While acknowledging the transmission risks of COVID-19, DAA also presented potential strategies to allow critical birth doula support while mitigating risks to hospital patients and acute care staff including conducting individualized patient needs assessments, requesting doula proof of training, and implementing additional Personal Protective Equipment (PPE) requirements.
Specific discussions of note as raised by AHS stakeholders:
* Why is virtual birth support insufficient?
[ The group was reminded that wifi and cellular connectivity in acute care sites, and most especially in rural locations, is not adequate for accessing continuous virtual birth support. Privacy issues were also raised as well as discomfort of clinical staff in having continuous video being used during birth. In addition, it was noted that virtual support negates any benefits to the birth partner in terms of sharing the caregiving load. ]
* What about the implications of social distancing?
[ Stakeholders were reminded that the positive statistical benefits of birthing with a doula are contingent upon hands-on physical support, and that in many cases, patients are already receiving direct physical support from their doula before arriving to the hospital. In the same way as other perinatal care providers - doctors, nurses, and midwives - are required to be in direct contact with a patient to perform their clinical duties, it is recommended that the same protocols would apply to doulas to achieve maximum benefit to the patient. ]

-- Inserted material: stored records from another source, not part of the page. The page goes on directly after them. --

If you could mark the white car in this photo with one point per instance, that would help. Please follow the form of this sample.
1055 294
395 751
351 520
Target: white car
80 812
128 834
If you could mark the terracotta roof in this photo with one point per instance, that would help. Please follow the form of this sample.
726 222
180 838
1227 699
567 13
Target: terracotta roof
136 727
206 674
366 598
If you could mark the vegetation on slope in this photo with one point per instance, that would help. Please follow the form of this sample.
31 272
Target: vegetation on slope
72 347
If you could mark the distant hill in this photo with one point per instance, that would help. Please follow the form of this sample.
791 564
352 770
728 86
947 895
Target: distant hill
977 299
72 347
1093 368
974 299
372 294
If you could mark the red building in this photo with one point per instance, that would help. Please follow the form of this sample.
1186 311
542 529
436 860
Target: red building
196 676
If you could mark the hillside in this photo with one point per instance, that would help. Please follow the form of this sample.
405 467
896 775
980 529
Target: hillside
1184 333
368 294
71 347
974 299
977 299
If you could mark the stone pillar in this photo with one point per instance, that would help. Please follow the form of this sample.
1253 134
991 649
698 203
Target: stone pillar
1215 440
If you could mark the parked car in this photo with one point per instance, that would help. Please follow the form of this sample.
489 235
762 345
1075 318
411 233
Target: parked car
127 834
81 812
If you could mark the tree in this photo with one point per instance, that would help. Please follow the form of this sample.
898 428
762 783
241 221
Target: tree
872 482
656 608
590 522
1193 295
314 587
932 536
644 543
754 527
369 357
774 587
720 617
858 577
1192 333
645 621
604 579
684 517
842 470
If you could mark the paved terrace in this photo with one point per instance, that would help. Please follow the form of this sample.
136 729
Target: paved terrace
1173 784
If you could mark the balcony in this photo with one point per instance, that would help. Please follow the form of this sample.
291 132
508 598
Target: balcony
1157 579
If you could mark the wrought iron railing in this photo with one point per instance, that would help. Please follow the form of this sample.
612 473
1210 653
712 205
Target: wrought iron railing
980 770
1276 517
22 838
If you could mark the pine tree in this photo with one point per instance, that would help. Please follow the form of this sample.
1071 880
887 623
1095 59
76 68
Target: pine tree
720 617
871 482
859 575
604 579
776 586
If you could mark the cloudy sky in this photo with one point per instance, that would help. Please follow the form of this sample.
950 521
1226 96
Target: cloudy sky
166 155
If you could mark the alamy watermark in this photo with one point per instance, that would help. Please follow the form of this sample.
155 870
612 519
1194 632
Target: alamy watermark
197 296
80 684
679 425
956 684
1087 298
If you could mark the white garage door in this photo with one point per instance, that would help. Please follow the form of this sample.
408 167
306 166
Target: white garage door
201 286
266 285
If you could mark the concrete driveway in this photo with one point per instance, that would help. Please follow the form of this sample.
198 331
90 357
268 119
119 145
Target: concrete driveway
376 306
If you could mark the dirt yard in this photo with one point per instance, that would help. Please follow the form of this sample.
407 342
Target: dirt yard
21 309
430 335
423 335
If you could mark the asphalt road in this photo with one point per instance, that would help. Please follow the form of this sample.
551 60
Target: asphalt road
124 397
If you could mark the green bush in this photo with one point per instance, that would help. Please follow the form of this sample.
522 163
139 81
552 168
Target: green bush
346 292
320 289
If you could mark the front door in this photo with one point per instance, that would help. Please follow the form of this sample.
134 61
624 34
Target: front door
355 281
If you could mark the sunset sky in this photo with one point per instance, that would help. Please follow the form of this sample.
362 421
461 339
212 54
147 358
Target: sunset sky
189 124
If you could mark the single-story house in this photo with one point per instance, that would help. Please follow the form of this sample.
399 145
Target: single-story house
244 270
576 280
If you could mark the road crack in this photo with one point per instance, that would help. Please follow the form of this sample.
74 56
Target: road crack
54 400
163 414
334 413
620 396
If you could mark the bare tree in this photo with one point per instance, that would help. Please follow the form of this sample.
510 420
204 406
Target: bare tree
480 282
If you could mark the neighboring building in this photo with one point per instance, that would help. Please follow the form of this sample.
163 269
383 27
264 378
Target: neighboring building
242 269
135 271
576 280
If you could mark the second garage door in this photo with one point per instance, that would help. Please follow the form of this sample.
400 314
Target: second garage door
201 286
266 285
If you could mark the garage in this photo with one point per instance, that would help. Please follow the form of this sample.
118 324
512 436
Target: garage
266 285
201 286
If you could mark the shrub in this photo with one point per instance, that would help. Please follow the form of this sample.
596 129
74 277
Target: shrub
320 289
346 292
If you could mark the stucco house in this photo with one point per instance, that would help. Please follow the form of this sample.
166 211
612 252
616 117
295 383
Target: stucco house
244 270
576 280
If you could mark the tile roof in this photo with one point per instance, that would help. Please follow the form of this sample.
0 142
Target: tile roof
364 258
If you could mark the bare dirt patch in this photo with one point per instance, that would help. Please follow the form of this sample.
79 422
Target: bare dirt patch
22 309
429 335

* What variability has been recorded between different sites and Zones?
[ A list of sites will be provided to the stakeholders group for review. Differing site and zone protocols were shared, calling attention to the fact that the current policy allows for a wide interpretation and enforcement by site administrators. ]
The discussion was well-received by all stakeholders, with recognition that DAA brought excellent, credible data to the conversation in the areas of patient impact and credible risk/benefit analysis.
The stakeholder group will reconvene before the end of May 2021 to further explore the current pandemic status, future policy revisions, and options to improve patient experience through in-person professional doula support at acute care sites in Alberta.